N <- parallel::detectCores()
cl <- makeCluster (N)
registerDoParallel (cl)
Ky_young <- read.csv("./Ky_young.csv")

IT <- itoken_parallel (Ky_young$TEXTInfo,
                       ids          = Ky_young$ID,
                       tokenizer    = word_tokenizer,
                       progressbar  = F)

##stopword
stop_words = readLines("./stopwrd1.txt", encoding="UTF-8")

VOCAB <- create_vocabulary (
        IT, stopwords = stop_words
        ngram = c(1, 1)) %>%
        prune_vocabulary (term_count_min = 5)


VoCAB.order <- VOCAB[order((VOCAB$term_count), decreasing = T),]

VECTORIZER <- vocab_vectorizer (VOCAB)

DTM <- create_dtm (IT, VECTORIZER, distributed = F)


LDA_MODEL <- 
      LatentDirichletAllocation$new (n_topics         = 200,
                                     #vocabulary       = VOCAB, <= ERROR
                                     doc_topic_prior  = 0.1,  
                                     topic_word_prior = 0.01) 


##topic-document distribution
LDA_FIT <- LDA_MODEL$fit_transform (
        x = DTM, 
        n_iter = 50, 
        convergence_tol = -1, 
        n_check_convergence = 10)

#topic-word distribution
topic_word_prior = LDA_MODEL$topic_word_distribution

I create the test LDA code in text2vec, and I can get the word-topic distribution and document-topic distribution. (and It was crazy fast)

By the way, I wondering is it possible to get the topic distribution for each tokens in document from text2vec's LDA model?

I understand that LDA analysis process result is each tokens in document belong to specific topics, and so each document has topics distribution.

If I can get the each token's topic distribution, I like to check the each topic's top word changes by classfified documents(like period). Is it possible?

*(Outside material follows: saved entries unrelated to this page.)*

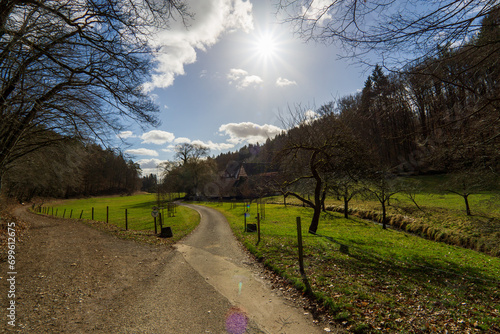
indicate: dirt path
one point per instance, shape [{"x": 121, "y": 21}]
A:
[{"x": 74, "y": 279}]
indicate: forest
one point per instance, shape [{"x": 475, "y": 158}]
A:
[{"x": 439, "y": 114}]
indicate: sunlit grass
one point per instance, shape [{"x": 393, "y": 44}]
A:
[
  {"x": 138, "y": 207},
  {"x": 386, "y": 279}
]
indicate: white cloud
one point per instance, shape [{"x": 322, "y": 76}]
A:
[
  {"x": 142, "y": 151},
  {"x": 149, "y": 166},
  {"x": 241, "y": 79},
  {"x": 319, "y": 10},
  {"x": 182, "y": 140},
  {"x": 177, "y": 46},
  {"x": 209, "y": 144},
  {"x": 126, "y": 134},
  {"x": 282, "y": 82},
  {"x": 157, "y": 137},
  {"x": 213, "y": 146},
  {"x": 249, "y": 132}
]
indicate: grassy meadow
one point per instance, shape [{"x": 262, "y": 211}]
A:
[
  {"x": 440, "y": 215},
  {"x": 140, "y": 221},
  {"x": 381, "y": 281}
]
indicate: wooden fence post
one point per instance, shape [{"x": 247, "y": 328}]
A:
[
  {"x": 258, "y": 228},
  {"x": 301, "y": 257}
]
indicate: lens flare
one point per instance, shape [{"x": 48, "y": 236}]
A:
[{"x": 236, "y": 321}]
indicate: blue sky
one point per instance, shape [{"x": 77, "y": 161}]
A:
[{"x": 224, "y": 81}]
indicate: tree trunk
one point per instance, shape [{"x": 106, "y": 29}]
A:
[
  {"x": 467, "y": 207},
  {"x": 383, "y": 216},
  {"x": 346, "y": 208},
  {"x": 315, "y": 220}
]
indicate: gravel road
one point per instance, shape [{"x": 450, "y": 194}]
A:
[{"x": 72, "y": 278}]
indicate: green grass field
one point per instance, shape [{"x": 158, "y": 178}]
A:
[
  {"x": 441, "y": 216},
  {"x": 140, "y": 221},
  {"x": 387, "y": 281}
]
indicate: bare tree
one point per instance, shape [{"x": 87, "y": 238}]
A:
[
  {"x": 74, "y": 68},
  {"x": 313, "y": 149},
  {"x": 383, "y": 185},
  {"x": 187, "y": 152}
]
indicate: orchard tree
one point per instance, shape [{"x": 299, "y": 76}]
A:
[{"x": 313, "y": 149}]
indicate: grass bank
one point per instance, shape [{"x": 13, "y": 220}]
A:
[
  {"x": 140, "y": 221},
  {"x": 383, "y": 281}
]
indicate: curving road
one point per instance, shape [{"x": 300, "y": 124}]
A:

If there are another way, I would be very grateful let me know.

1
Topic-word assignments are in LDA_MODEL$components. Is it what are you looking for?Dmitriy Selivanov
If I can match the LDA_MODEL$components result with raw document set, I can find out the each tokens topics in document. I saw the option you said when I tested your package. But I fail to match with raw document set. for example, I try to see the words belong to first~100 document in LDA_MODEL$components result. is it possible?유승환
Not sure I understand what are you trying to achieve. Could you provide example (update question)? (not code, just describe you use case)Dmitriy Selivanov
As I understand,the distribution of topics is due to the terms distributed in the document being assigned to a particular topic. So The distribution of the entire topics is the sum of the terms assigned to that topic.(Is it correct..?)유승환
And the LDA model created by the topic modeling analysis targets the entire text that was used for the analysis. I now assume it is a diary text. I split the diary data into a year and write it down in the document title. I want to see the topics distribution by period, but I also want to see the changes in the temrs that make up the topics.유승환

1 Answers

1
votes

Unfortunately it is impossible to get distribution of topics for each token in a given document. Document-topic counts are calculated/aggregated "on the fly", so document-token-topic distribution is not stored anywhere.